Right now I'm contracted for a Nicholas Colt book every six months. It can be tricky sometimes, because you're trying to promote book #2 while editing book #3 while writing the first draft of book #4. So it's not like you can really dedicate six whole months to the work in progress.
And I'm also trying to self-publish some things along the way.
As for book #1, it went through several incarnations over several years before it finally found a home. But, if we're lucky, we're only allowed that luxury once.
I LOVE the image of a big old kitchen with a cozy chair and an industrial sized Viking range with Le Creuset pots of every color bubbling away with all my now and future novels in them.
Okay, so you didn't quite go THAT far with your metaphor, but clearly it suits me as I took it and ran with it. 🙂
Now I have to go with my wooden spoon and have a taste from each to see what's cooking!
Jude, exactly – you're always working on four books at once, pretty much, in one stage or another.
Billie, I like your enhanced image better! So friendly. Who doesn't like sampling from cooking pots?
I don't know, but I've fallen into some strange slump wherein it is taking me three years to write a book. First book took 3 1/2 years, after hours and on weekends. Second book took nine months – on contract, still after hours and weekends. Third book…it's been 2 1/2 years or so…so far. And one of those years was full-time writing. And I'm at least eight months away from finishing it.
What the fuck, right? What the fuck.
I'm fortunate enough to dedicate about 6 hours a day to writing, so for me, if I produce three novels worth of finished work (250-300k) per year, I'm happy.
Steve, don't be too hard on yourself. I really believe the recession slowed everyone down. But remember you were writing a script (seven million times), too. I don't think I could write novels and do the Hollywood thing at the same time, those endless rewrites. I'm so glad I took those few years to be OUT of L.A. and the whole scene. It made me able to find my chops as a novelist.
David, that's a good fast pace and doable, I think!
I have a day-job, so it definitely takes me a few years…But then, when I was work-free for a year, I completed a first draft. Given the chance, I know I'm at least a book a year….and two a year? I'd need more practice at writing fast, but, more importantly, more practice at solidifying my ideas faster. My thing isn't so much the writing as the pre-work. But, I'm pretty sure that's it's own skill that gets faster and better with practice, hopefully like our fiction writing.
You're right, Lisa, the pre-work is a skill and you DO get faster at it. And better!
It's fun seeing all these different posts about writing and how many books a year authors should write. I've also seen the posts that sure, self publishers, write 2-3 books a year BUT it's probably at the sacrifice of quality. Which might be true for some people but I think it depends on the author, their experience, their speed of the entire writing process.
Great topic.
Laura, I do think the speed issue varies WILDLY with authors. But ultimately, if readers are buying books that are lesser quality, they're rewarding that lesser quality. With sampling, no one HAS to buy a book to determine if it's worth reading – you can sample and make the decision without spending a dime.

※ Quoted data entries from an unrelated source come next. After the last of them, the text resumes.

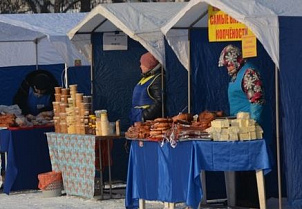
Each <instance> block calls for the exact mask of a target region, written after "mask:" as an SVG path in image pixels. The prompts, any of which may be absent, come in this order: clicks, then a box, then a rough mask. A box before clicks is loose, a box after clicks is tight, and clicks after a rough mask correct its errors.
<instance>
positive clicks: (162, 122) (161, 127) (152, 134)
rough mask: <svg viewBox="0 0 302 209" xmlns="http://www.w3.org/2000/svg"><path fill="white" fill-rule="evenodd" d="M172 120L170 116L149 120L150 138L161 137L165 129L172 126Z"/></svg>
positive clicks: (164, 132)
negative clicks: (151, 120)
mask: <svg viewBox="0 0 302 209" xmlns="http://www.w3.org/2000/svg"><path fill="white" fill-rule="evenodd" d="M172 122H173V120H172V119H170V118H156V119H155V120H154V121H152V122H151V128H150V137H149V139H151V140H161V139H163V138H164V137H165V136H166V134H167V131H168V130H169V129H170V128H171V127H172Z"/></svg>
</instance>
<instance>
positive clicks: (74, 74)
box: [67, 66, 91, 96]
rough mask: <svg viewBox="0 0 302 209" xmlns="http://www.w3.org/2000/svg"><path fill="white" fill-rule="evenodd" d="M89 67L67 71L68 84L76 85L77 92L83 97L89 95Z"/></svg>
mask: <svg viewBox="0 0 302 209" xmlns="http://www.w3.org/2000/svg"><path fill="white" fill-rule="evenodd" d="M90 72H91V69H90V66H79V67H69V68H68V70H67V73H68V75H67V77H68V84H69V85H71V84H77V92H79V93H83V94H84V95H85V96H88V95H91V73H90Z"/></svg>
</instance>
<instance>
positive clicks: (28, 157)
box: [0, 126, 54, 194]
mask: <svg viewBox="0 0 302 209" xmlns="http://www.w3.org/2000/svg"><path fill="white" fill-rule="evenodd" d="M53 130H54V128H53V126H40V127H30V128H11V129H3V130H0V151H1V152H6V153H7V159H6V161H7V165H6V171H5V181H4V188H3V190H4V192H5V193H6V194H9V193H10V192H11V191H18V190H29V189H38V183H39V180H38V174H40V173H44V172H48V171H51V163H50V157H49V150H48V145H47V138H46V135H45V133H46V132H50V131H53Z"/></svg>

So buying a book is essentially a vote for that book.
Great post, Alex! I love your analogy of ideas bubbling away on the back burner. And I think you're right – every author has that feeling to some extent. It's my excuse for how vague and forgetful I am–there's always at least part of my brain thinking about plots and characters.

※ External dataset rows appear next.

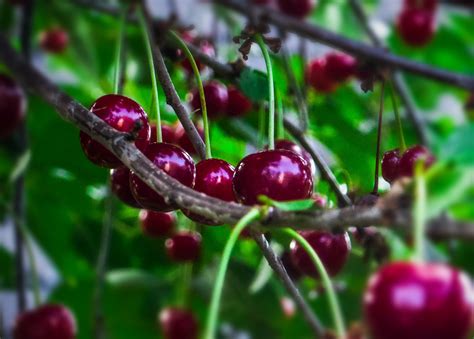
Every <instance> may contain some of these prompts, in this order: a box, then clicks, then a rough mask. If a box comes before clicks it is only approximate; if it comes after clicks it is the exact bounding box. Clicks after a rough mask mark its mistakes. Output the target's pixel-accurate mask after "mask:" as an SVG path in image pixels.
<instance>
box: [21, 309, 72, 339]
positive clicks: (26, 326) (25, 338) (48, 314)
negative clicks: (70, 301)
mask: <svg viewBox="0 0 474 339" xmlns="http://www.w3.org/2000/svg"><path fill="white" fill-rule="evenodd" d="M76 333H77V330H76V320H75V319H74V315H73V314H72V313H71V311H69V309H67V308H66V307H65V306H62V305H53V304H49V305H43V306H40V307H38V308H36V309H34V310H31V311H27V312H24V313H22V314H20V315H19V316H18V318H17V319H16V322H15V325H14V328H13V337H14V338H15V339H74V338H75V337H76Z"/></svg>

I personally think one book a year if you're in the traditional publishing is good. Even with one a year you tend to get the overlap Jude mentioned with publicising one book, while the next is being edited and you're at least starting/planning the next.

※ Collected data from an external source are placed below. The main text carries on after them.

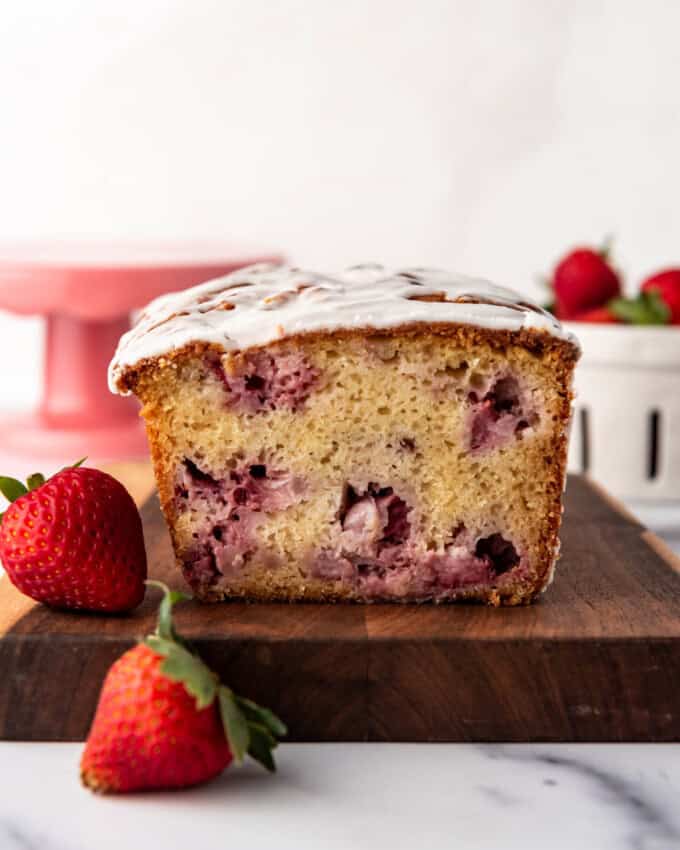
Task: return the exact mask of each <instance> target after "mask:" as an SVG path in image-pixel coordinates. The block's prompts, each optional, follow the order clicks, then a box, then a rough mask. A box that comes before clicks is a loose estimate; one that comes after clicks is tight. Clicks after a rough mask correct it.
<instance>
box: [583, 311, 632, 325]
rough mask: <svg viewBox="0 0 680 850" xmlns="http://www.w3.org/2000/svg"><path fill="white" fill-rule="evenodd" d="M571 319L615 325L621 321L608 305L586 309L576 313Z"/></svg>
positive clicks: (588, 321)
mask: <svg viewBox="0 0 680 850" xmlns="http://www.w3.org/2000/svg"><path fill="white" fill-rule="evenodd" d="M572 321H574V322H595V323H597V324H604V325H617V324H619V323H620V322H621V319H618V318H617V317H616V316H615V315H614V313H612V311H611V310H610V309H609V307H593V308H592V310H586V311H585V312H583V313H577V314H576V315H575V316H574V317H573V319H572Z"/></svg>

But as you say, Alex, you do get faster with more experience 🙂
Stephen, you should try a 10k day…just to see what happens!
Phillipa
I think this post is spot on regarding how long ideas are actually in development for. If we take my first three books, set in World War One, then those have been brewing since the early nineties when I first read Wilfred Owen in high school. One of the novellas I am working on is a skewed look at life as it has been for me in London, so that's been almost ten years in the making and I've just finished drafting a collection of vignettes that contains a number of stories referencing my childhood, one way and another. I think the reason I tend to write fast myself though is that when I started out I modelled a lot of my working approach after pulp writers I admired who cranked out as much as they could to meet deadlines. Even though I've yet to have any 'real' ones as such having been poorly served by an agent and now self-publishing, I still cultivated the habit to keep my focus. The quality vs quantity debate is always a tricky one, I think, as every writer is different. As I have said, I write fast and because of years of frustration I have many ideas that are all near to boiling over, to use Alex's analogy, so it doesn't take much for me to get in tune with what I'm writing and then just let it pour out of me onto the page or screen.
I suspect two books a year is doable only if you already have an editor on speed-dial, which means you're already published.
For the rest of us…I wrote my current WIP in about six months, but it's been going through my critique group for the past year and a half. The writing isn't the big problem; it's the catch-as-catch-can crit/beta-reader/revision problem, which isn't very straightforward or efficient when you don't have an editor cranking out revision letters for you.